# Fantasy/Classic Soap and Drama > Banners and Fan-Art > General Soap/Drama Pictures >  Hollyoaks Babes Calendar 2006 - Front Page Pic!

## Chris_2k11

*Here's the front page... (I found it on the Hollyoaks website)*



*What's that Louise doing on there!!*  :Angry:   :Roll Eyes (Sarcastic):

----------


## emma_strange

I don't likeLouise but I guess she is one of the better looking people on the show.

----------


## kirsty_g

yeah thats probably why

----------


## di marco

chris was the boys one on the site too?

----------


## Carrie Bradshaw

Here is the Hunks one:

----------


## di marco

> Here is the Hunks one:


thanks carrie  :Smile:  though what is with the front this yr? where are all the fit boys on there?

----------


## Carrie Bradshaw

> thanks carrie  though what is with the front this yr? where are all the fit boys on there?


I know, where's Marcus Patrick???

----------


## Chris_2k11

Aww what a shame, no Marcus for the girls!   :Lol:

----------


## di marco

> I know, where's Marcus Patrick???


i know, hes the fittest one! and kevin sacre and chris fountain arent on there either!

----------


## di marco

> Aww what a shame, no Marcus for the girls!


you dont have to be mean about it! just cos sarah dunns on there for you!  :Angry:

----------


## Chris_2k11

> you dont have to be mean about it! just cos sarah dunns on there for you!

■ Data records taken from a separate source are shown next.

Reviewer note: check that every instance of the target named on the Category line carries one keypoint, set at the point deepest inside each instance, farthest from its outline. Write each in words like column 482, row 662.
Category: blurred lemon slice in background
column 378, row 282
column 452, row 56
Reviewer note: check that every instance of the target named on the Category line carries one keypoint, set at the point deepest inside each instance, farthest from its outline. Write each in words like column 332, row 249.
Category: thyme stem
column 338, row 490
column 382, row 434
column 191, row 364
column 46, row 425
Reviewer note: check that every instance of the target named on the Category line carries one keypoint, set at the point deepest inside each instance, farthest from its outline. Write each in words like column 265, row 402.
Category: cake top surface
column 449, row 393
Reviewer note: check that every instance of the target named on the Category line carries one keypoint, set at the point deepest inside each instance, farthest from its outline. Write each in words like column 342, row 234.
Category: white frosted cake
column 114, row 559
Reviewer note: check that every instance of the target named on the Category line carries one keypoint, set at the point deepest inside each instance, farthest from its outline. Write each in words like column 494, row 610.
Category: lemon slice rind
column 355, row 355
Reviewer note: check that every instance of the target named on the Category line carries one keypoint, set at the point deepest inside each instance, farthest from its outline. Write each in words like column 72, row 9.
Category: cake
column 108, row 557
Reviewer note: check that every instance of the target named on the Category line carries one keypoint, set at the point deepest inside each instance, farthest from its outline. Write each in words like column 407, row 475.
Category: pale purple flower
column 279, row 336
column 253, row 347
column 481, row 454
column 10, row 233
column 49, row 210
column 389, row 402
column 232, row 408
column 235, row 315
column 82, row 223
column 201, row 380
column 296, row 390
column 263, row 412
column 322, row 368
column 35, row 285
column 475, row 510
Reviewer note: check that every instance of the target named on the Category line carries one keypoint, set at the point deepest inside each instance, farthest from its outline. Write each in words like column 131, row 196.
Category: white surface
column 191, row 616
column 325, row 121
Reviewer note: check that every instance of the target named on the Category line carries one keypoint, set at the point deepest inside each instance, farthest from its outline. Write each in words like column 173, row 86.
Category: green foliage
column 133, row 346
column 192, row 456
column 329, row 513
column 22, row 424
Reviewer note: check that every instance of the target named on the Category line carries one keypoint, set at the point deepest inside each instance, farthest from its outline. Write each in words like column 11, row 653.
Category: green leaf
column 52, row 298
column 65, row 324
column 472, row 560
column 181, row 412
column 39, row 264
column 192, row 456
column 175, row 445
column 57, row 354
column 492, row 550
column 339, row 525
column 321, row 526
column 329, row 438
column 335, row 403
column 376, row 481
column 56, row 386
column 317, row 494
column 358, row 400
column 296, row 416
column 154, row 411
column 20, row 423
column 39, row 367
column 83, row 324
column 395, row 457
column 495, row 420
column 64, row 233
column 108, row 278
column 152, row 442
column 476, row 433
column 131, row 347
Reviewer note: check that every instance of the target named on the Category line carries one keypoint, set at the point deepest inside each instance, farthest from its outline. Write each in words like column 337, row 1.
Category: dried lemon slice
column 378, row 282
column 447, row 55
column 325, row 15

lol sorry, i'll try and be more sympathetic for you   :Big Grin:   :Stick Out Tongue:  Im quite shocked he's not on there actually, I mean they did the calendar when he was still on the show   :Ponder:

----------


## di marco

> lol sorry, i'll try and be more sympathetic for you    Im quite shocked he's not on there actually, I mean they did the calendar when he was still on the show


i know and its not like hes left completely, hes still in the spinoff. and yes you should be more sympathetic towards us lol!  :Big Grin:

----------